A collection of GenomicRange objects, supporting chromosome and strand-aware operations.

Example:

from benchmate.ranges.genomicranges import GenomicRangesList, GenomicRange

granges = GenomicRangesList([
    GenomicRange("chr1", 100, 200, "+"),
    GenomicRange("chr1", 150, 250, "+"),
    GenomicRange("chr1", 175, 300, "-"),
    GenomicRange("chr2", 100, 200, "+")
])

# Coverage per chromosome and strand
cov = granges.coverage(ignore_strand=False)
# {
#   "chr1": {
#     "+": [...],  # coverage array for + strand
#     "-": [...]   # coverage array for - strand
#   },
#   "chr2": {
#     "+": [...],
#     "-": []
#   }
# }

# Coverage per chromosome, ignoring strand
cov_all = granges.coverage(ignore_strand=True)
# {
#   "chr1": [...],  # combined coverage array
#   "chr2": [...]
# }

GenomicRangesDict

A dictionary-like container mapping chromosomes (and optionally strands) to GenomicRangesList objects.

Example:

from benchmate.ranges.genomicranges import GenomicRangesDict, GenomicRange, GenomicRangesList

gdict = GenomicRangesDict()
gdict["chr1"] = GenomicRangesList([
    GenomicRange("chr1", 100, 200, "+"),
    GenomicRange("chr1", 300, 400, "-")
])
gdict["chr2"] = GenomicRangesList([
    GenomicRange("chr2", 500, 600, "+")
])

# Access ranges for a chromosome
print(gdict["chr1"])  # GenomicRangesList([...])

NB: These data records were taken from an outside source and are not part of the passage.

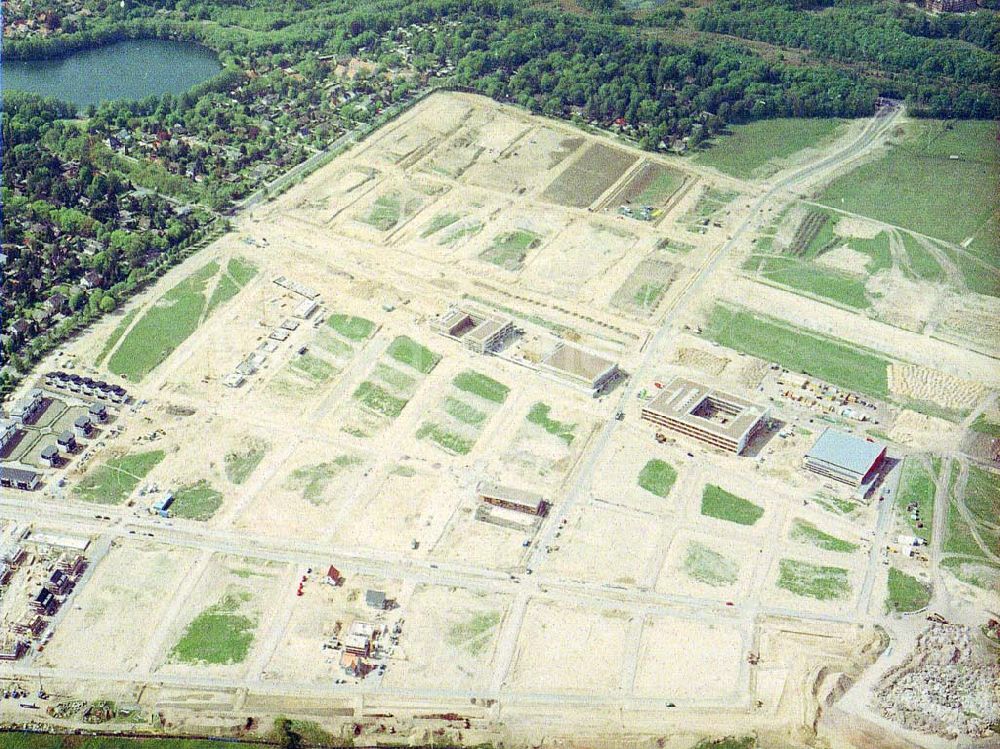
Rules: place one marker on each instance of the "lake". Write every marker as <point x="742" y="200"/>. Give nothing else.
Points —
<point x="123" y="70"/>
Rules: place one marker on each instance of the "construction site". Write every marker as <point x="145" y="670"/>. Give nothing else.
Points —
<point x="474" y="454"/>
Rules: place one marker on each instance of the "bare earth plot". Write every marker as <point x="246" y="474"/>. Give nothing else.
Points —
<point x="331" y="553"/>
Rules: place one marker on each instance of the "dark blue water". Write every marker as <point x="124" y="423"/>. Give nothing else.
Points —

# Iterate over chromosomes
for chrom in gdict:
    print(chrom, gdict[chrom])

Functionality Summary

  • Range: Overlap, merge, subtract, length, distance.
  • RangesList: Store and operate on multiple Range objects, compute coverage.
  • RangesDict: Map keys to RangesList objects for grouped operations.
  • GenomicRange: Chromosome and strand-aware intervals.
  • GenomicRangesList: Chromosome/strand-aware storage and coverage (with or without strand).
  • GenomicRangesDict: Map chromosomes (and optionally strands) to GenomicRangesList objects.

Notes

  • All intervals are 1-based and inclusive.
  • There is no check for chromosome lengths; we assume that you know how big your chromosomes are.
  • Coverage arrays start at the minimum start and end at the maximum end for each chromosome (and strand, if applicable).
  • For large datasets, consider memory usage when using coverage methods.